B. Les conséquences procédurales et la portée de la décision

Le jugement du tribunal de commerce a un effet immédiat : les règles de la liquidation judiciaire de droit commun s’appliquent désormais à la procédure. Cela implique notamment un allongement des délais, une publicité renforcée et des pouvoirs accrus pour le liquidateur. La décision est « non susceptible de recours », conformément à l’article R. 644-4 du code de commerce, ce qui lui confère une autorité immédiate. Sur le plan de la portée, cet arrêt illustre la flexibilité du droit des procédures collectives : le tribunal peut adapter le régime à la réalité des difficultés rencontrées. Il s’inscrit dans une jurisprudence qui privilégie l’efficacité de la liquidation, quitte à écarter un régime simplifié devenu inadapté.
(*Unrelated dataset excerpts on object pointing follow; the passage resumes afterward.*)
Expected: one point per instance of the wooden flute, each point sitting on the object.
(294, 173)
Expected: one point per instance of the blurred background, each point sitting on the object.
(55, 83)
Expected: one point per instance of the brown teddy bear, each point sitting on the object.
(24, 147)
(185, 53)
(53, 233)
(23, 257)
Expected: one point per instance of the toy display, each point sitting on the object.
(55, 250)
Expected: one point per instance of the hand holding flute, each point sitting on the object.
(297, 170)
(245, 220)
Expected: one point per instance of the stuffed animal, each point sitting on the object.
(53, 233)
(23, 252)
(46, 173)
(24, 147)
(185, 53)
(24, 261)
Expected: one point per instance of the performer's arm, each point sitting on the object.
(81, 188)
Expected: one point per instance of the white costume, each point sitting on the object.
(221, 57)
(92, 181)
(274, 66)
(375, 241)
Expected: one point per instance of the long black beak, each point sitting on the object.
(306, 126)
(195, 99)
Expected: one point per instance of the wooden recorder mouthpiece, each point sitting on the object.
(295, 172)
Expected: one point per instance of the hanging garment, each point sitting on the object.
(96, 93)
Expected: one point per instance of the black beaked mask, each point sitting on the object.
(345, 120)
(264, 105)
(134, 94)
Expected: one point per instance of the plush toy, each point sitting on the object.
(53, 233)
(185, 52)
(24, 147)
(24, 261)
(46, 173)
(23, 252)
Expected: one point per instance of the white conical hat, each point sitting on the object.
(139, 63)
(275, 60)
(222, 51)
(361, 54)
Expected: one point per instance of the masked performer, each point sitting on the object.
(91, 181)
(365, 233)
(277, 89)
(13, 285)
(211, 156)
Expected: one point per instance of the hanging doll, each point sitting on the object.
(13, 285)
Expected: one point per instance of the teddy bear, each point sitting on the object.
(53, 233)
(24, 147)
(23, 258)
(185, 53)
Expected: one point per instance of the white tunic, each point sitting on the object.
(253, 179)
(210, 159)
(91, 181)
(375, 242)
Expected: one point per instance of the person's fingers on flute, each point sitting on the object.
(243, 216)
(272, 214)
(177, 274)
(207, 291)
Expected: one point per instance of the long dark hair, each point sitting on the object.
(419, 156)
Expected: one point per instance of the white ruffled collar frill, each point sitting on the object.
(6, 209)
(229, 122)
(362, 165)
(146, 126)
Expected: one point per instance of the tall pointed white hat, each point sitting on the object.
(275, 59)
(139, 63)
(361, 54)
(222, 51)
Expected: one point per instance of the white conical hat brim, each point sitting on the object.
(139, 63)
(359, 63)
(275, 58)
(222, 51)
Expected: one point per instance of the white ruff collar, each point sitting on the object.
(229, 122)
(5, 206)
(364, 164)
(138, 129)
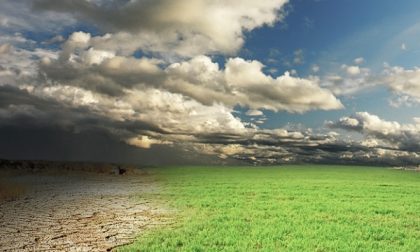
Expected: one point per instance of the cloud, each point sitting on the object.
(182, 27)
(241, 82)
(254, 112)
(389, 134)
(350, 79)
(359, 61)
(403, 82)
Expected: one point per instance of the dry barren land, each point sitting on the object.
(79, 207)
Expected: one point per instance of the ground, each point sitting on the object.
(75, 211)
(287, 208)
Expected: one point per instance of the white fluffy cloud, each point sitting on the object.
(404, 82)
(182, 27)
(389, 134)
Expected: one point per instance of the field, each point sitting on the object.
(287, 208)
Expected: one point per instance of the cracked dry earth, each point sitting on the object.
(77, 212)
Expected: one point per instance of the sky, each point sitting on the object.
(211, 82)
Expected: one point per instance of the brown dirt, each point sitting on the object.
(77, 212)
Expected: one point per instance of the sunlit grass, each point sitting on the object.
(290, 208)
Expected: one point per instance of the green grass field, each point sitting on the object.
(287, 208)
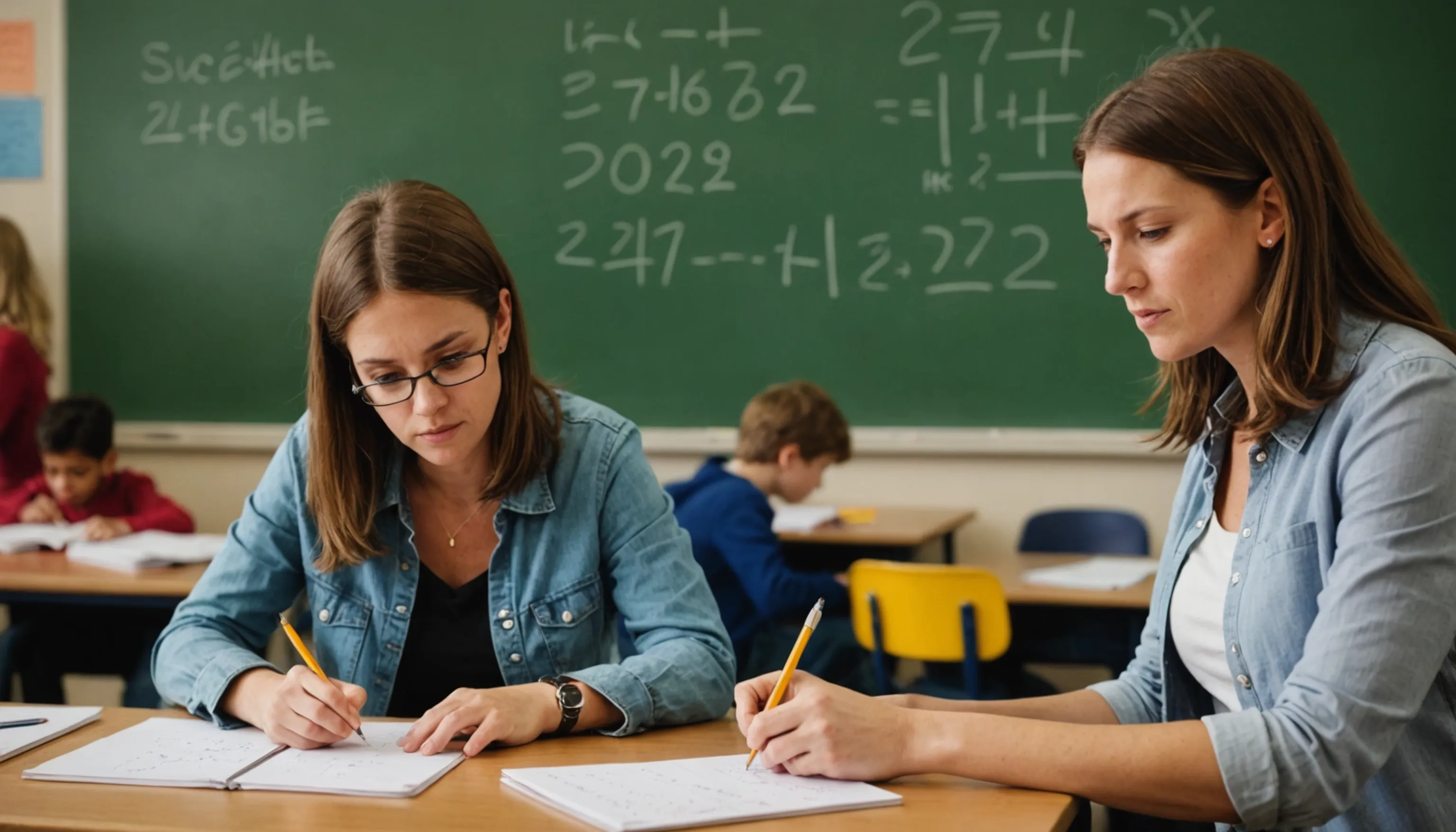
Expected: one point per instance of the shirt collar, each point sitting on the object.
(1355, 334)
(532, 499)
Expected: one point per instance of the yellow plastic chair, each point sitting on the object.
(928, 613)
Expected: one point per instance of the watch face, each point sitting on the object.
(570, 695)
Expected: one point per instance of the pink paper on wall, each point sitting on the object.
(17, 57)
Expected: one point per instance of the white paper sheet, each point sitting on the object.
(1098, 572)
(27, 537)
(161, 752)
(60, 720)
(378, 768)
(803, 518)
(146, 550)
(681, 793)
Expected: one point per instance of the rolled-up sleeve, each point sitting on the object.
(685, 668)
(222, 629)
(1385, 621)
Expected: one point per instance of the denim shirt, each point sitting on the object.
(1340, 618)
(590, 538)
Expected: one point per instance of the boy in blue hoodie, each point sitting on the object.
(788, 436)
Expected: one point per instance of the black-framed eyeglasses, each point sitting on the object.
(447, 374)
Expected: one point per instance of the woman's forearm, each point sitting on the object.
(1165, 770)
(1076, 707)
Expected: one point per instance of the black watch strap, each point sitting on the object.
(570, 700)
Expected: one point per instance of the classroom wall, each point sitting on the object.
(1004, 490)
(1002, 487)
(38, 206)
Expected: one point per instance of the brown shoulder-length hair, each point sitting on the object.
(407, 237)
(1229, 120)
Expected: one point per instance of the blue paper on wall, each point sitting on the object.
(19, 137)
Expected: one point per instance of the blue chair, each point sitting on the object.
(1085, 531)
(1068, 636)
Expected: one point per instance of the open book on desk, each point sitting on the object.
(682, 793)
(28, 537)
(194, 754)
(146, 550)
La solution retenue devrait inciter les liquidateurs à saisir le tribunal dès que les conditions de la procédure simplifiée ne sont plus remplies.

Jurisprudences utilisées pour enrichir le commentaire

Fondements juridiques

Article L. 644-6 du Code de commerce En vigueur

A tout moment, le tribunal peut décider, par un jugement spécialement motivé, de ne plus faire application des dérogations prévues au présent chapitre.

Article R. 644-4 du Code de commerce En vigueur

Lorsque le tribunal envisage, en application de l’article L. 644-6, de ne plus faire application des règles de la liquidation judiciaire simplifiée, il fait convoquer le débiteur à l’audience par le greffier par lettre recommandée avec demande d’avis de réception.

Il statue au vu d’un rapport du liquidateur.

La décision est communiquée par le greffier au débiteur et au liquidateur et transmise par celui-ci au ministère public. Elle n’est pas susceptible de recours.

Mention de la décision est portée sur les registres prévus aux quatre premiers alinéas de l’article R. 621-8.